Christopher Hopkirk, regional GM: Western Cape MTN Business, told delegates at the recent Enterprise Forum in Cape Town that mobile network operators will play a key role in helping other industries to unlock value from digitisation and enable them to tap into generation solutions such as artificial intelligence (AI) applications, immersive virtual realities, self-driving cars, remote medical surgery, holographic teleportation, drone deliveries, smart agriculture, connected cities and smart logistics.
“The Fourth Industrial Revolution represents an exponential leap forward in science, technology and innovation, and promises to alter every aspect of our lives. However, high performance and scalable networks are a prerequisite for businesses, the public sector and even consumers to truly access and participate in the shift.
“The connectivity in this new era has expanded drastically – enterprise customers and the public sector now want connectivity in less accessible places like mines underground, in factories located in remote locations, or at far-flung construction sites, while consumer appliances like smart TVs, coffee machines, washing machines and so on have connectivity functionality.
“This increased traffic requires mobile network operators to roll out purpose-built networks such as LoRaWAN and NB-IoT networks, which provide seamless interoperability among smart things without the need for complex local installations, enable the roll out of IoT applications, provide long battery life for devices, have a wider deployment and gives improved reliability for users,” says Hopkirk .

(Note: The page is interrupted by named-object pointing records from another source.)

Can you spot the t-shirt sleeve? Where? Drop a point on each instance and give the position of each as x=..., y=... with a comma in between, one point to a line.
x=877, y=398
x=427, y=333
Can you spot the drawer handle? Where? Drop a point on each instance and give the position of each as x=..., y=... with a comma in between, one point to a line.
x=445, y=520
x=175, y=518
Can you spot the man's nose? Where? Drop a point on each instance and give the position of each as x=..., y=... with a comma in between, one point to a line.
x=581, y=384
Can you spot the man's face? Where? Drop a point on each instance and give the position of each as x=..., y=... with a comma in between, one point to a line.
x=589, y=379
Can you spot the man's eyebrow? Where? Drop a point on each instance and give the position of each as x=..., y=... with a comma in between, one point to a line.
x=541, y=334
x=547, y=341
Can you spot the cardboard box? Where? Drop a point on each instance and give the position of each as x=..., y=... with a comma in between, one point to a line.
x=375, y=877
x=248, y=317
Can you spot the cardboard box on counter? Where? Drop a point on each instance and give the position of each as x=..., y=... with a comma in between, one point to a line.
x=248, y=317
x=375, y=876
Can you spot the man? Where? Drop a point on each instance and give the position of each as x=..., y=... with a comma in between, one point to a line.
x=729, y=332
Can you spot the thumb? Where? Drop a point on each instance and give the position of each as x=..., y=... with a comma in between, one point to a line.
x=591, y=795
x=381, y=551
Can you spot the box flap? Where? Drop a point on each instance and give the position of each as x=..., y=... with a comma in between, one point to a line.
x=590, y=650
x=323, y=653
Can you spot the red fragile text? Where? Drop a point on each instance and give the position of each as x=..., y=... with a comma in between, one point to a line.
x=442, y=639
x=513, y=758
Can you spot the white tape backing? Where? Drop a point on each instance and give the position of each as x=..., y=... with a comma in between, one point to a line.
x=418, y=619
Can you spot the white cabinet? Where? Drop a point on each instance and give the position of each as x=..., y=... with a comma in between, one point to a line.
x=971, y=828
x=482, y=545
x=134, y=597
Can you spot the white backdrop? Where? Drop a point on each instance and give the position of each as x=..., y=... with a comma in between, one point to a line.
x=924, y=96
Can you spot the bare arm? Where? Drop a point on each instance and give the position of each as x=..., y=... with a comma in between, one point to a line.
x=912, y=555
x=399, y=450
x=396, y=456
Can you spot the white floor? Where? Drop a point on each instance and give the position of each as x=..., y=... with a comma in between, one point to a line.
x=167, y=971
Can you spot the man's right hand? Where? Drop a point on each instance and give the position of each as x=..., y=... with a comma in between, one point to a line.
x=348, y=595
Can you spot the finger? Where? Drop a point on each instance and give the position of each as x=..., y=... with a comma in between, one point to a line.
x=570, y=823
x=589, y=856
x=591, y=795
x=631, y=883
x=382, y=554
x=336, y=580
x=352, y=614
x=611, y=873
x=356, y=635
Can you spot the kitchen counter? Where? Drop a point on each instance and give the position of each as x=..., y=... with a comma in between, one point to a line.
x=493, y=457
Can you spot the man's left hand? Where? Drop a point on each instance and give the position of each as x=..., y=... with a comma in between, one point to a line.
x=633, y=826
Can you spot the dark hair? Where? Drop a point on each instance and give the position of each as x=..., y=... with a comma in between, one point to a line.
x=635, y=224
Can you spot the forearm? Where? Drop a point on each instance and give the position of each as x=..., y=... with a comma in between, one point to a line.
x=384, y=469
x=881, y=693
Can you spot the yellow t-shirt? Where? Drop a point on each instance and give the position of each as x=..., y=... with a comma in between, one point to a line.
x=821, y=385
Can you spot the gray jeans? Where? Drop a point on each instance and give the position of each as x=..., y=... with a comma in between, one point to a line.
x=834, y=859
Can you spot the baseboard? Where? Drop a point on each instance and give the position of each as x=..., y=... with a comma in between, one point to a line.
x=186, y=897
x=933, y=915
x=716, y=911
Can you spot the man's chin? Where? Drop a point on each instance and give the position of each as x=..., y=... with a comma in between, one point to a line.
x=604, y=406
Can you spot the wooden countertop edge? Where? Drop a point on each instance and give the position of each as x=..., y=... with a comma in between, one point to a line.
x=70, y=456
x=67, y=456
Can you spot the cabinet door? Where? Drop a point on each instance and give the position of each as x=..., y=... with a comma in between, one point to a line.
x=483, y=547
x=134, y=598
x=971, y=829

According to forecasts by analyst firm Gartner, there will be 20,4-billion connected devices by 2020. This increase in connected devices will be mainly driven by process sensors and real-time location devices for enterprises, and vehicles, smart TVs and surveillance cameras for consumers.

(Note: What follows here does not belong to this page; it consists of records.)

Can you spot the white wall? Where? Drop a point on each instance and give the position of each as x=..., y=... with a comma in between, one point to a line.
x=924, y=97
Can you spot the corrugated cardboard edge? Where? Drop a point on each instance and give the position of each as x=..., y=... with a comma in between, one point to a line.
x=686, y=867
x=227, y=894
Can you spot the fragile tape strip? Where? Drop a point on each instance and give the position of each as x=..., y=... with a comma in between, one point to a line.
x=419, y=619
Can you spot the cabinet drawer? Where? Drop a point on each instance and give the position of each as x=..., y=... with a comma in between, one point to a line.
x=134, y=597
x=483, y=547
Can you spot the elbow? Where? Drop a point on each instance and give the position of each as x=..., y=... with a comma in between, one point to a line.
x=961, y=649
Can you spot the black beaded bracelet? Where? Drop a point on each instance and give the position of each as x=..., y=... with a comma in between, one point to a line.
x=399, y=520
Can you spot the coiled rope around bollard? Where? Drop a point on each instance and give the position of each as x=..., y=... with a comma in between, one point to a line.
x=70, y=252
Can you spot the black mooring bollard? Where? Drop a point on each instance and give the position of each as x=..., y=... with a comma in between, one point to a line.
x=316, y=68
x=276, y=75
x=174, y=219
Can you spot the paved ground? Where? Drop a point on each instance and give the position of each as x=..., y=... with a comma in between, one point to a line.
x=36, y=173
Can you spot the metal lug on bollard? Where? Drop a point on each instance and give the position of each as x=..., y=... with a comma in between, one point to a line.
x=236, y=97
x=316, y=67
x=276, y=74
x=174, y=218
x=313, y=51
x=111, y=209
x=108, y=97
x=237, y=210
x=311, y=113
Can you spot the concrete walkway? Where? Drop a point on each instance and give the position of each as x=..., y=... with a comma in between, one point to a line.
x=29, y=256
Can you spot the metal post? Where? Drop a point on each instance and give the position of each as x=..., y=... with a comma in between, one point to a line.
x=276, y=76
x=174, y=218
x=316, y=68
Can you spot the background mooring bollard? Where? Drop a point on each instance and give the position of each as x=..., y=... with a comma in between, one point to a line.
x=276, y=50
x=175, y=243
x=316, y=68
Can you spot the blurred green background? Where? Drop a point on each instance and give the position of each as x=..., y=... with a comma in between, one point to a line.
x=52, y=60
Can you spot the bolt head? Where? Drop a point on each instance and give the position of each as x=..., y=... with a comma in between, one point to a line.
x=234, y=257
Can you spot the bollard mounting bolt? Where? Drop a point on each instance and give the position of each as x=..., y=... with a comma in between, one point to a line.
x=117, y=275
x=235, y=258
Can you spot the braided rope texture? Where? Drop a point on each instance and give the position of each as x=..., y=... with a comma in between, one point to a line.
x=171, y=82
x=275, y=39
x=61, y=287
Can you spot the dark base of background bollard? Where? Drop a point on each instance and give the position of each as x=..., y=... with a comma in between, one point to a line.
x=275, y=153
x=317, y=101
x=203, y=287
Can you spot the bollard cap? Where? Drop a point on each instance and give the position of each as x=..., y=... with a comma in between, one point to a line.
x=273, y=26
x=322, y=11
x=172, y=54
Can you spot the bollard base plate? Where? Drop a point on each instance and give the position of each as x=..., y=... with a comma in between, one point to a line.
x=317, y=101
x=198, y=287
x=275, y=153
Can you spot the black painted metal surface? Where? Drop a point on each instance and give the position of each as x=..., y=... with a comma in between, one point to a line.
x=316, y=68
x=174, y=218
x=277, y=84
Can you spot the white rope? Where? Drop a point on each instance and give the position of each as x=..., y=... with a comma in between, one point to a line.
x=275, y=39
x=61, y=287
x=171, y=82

To support this exponential increase in data traffic, Hopkirk told delegates that MTN has embarked on a massive, three-year project to modernise its entire network infrastructure across the country to support Internet of things (IoT) and prepare its network for the commercial rollout of 5G.
“This expansive network upgrade will lead to the entire radio and transmission network being updated to become NB-IoT compliant. This means that every site on our network will be upgraded to have the technical capabilities to support smart solutions that come with the Fourth Industrial Revolution,” says Hopkirk.
He adds that, although the network modernisation programme is looking at future-proofing MTN’s network, MTN has also invested more than R40 billion over the past four years to improve network coverage and quality to support the connectivity requirements of its customers.
“The results of this investment have not gone unnoticed as MTN’s network was ranked on successive occasions as the best network by independent reputable tests, including MyBroadband and P3. We have managed to increase our network footprint substantially in the past, and we are proud to say that our 4G network covers over 91% of the population, our 3G network 98% of the population, while 99% of the population is covered by our 2G network,” says Hopkirk.
Mindful of the expanding connectivity demands of enterprise customers in the digital era, Hopkirk says that MTN has built eight data centres and 30 regional data centres to support the connectivity requirements of its customers.
“Our microwave network can support 71% of businesses across the country, while our fibre to the business (FTTB) network can provision 30% of businesses. We have trenched and rolled out more than 18 000km of fibre across the country to support our enterprise customers.
As companies and organisations prepare to embrace the smart solutions that are brought about by the Fourth Industrial Revolution, we believe that we have built a compelling business case to support our enterprise customers and our network infrastructure which is unrivalled in South Africa. This stands us in good stead to become the partner of choice that will usher enterprises into this digital era,” says Hopkirk.
He adds that the network is fundamental to the success of the digital business.
“A large share of potential value stemming from digitalisation across industries over the next decade is dependent on the telecoms industry delivering essential infrastructure, applications and productivity improvements in many areas. Declining voice revenues, coupled with convergence, have compelled telecoms companies to change their business model. It has therefore become increasingly important for operators to look at new digital business models to make sure that they share in the value from digital transformation,” Hopkirk concludes.